NAMPA, Idaho — It’s hard to talk about death, especially when it’s your own. It’s especially hard to do it in a room of people you’ve never met.
But Karen Midlo, Tara Marie, and Joe Morcomb are doing it, along with a dozen others, in a conference room in Nampa, Idaho. No one in the room is actually dying. They’ve been asked to act as if they have three months to live while the person across from them tries to help.
They are three hours into three days of training to become end-of-life doulas.
"These are times of transition, and that's what doulas are all about," said Kris Kington-Barker. She leads trainings for the International End-of-Life Doula Association, or INELDA. They train 1,200 people a year to guide patients and their families through a scary, often unknown process.
“We have a lot of gaps in our health care. We have things like hospice, hospitals and home health, but they all have spaces in between where people fall into gaps,” Kington-Barker said.
In one survey, nearly half of Americans said patients have too little control over end-of-life medical decisions. In another survey, more than a third said they’d given a great deal of thought to their end-of-life care. That was up 9% from a generation before. Nearly half said they’d experienced death up close, through the terminal illness of a close friend or relative.

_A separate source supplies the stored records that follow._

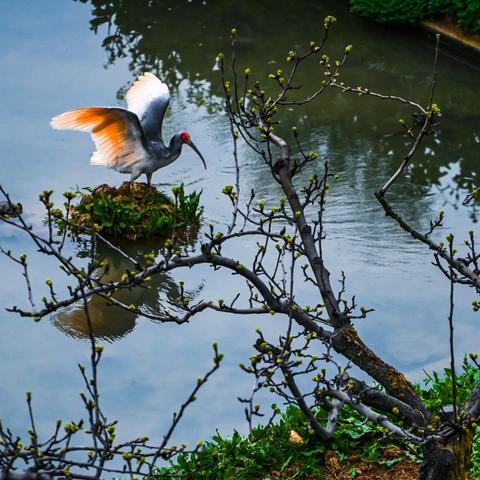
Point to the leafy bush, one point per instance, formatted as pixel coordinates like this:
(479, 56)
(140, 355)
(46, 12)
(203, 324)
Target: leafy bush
(409, 12)
(136, 212)
(270, 449)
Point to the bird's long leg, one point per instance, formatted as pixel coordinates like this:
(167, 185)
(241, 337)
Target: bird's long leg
(134, 175)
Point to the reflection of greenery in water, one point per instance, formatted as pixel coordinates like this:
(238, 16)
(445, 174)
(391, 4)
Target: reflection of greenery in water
(111, 322)
(179, 41)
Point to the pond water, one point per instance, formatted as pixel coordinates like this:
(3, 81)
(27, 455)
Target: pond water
(85, 54)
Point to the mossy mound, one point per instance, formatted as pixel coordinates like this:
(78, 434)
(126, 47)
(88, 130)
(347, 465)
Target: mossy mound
(136, 212)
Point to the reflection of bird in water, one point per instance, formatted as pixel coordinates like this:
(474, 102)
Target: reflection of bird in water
(109, 321)
(130, 141)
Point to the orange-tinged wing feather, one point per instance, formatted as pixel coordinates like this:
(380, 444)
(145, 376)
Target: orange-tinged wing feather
(116, 132)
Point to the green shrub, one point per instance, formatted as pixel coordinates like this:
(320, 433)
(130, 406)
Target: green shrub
(409, 12)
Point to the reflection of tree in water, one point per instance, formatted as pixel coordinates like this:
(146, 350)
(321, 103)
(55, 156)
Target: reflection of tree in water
(111, 322)
(179, 40)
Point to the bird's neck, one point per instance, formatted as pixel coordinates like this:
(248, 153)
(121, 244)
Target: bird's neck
(167, 154)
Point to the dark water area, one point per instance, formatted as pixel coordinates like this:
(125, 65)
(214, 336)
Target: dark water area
(86, 53)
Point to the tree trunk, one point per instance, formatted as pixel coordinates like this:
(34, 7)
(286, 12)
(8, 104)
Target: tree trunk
(448, 460)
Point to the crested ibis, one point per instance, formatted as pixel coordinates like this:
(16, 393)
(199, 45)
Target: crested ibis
(130, 140)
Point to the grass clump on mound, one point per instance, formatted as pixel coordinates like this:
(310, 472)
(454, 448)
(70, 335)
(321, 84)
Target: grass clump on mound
(136, 212)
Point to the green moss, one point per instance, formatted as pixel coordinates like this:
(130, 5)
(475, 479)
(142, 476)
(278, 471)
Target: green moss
(138, 212)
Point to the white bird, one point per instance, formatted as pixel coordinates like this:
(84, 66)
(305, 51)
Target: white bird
(130, 140)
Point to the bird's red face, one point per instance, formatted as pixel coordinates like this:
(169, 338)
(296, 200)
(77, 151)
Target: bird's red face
(185, 136)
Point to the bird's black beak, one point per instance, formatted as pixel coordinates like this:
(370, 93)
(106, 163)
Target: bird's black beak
(197, 151)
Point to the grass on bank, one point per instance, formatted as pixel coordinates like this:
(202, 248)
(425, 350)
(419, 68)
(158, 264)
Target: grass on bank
(286, 450)
(136, 212)
(465, 13)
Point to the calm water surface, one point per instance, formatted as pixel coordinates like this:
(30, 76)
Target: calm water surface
(86, 54)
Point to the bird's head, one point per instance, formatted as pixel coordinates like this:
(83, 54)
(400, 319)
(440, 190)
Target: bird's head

It’s those experiences and others that Midlo, Marie, and Morcomb share upon meeting.
“Families seem to think that they don’t have to come up with a plan for when someone dies," Midlo said, "or that they’re not going to die.”
“It’s like the big elephant in the room, and we want to deny that it’s actually happening rather than honoring it the way we would honor the birth of a child,” Marie added.
But perhaps the conversation is becoming more open. And just as there are birth doulas, now there are death doulas. There is no government or industry standard for certification. But programs like INELDA’s offer rigorous training on how to engage, facilitate, and, above all, listen.
“Dying is a time for people to reflect on their truth. My truth doesn’t matter,” Kington-Barker said, “A lot of us are people who want to make people feel better. We want to make their lives better. And you can’t fix dying. You just can’t.”
It’s all part of being unafraid to look in the eye on a subject too often pushed to the side.
“They don’t show up because they’re afraid of coming too close to this topic," said Kington-Barker. "They show up here because they’re ready."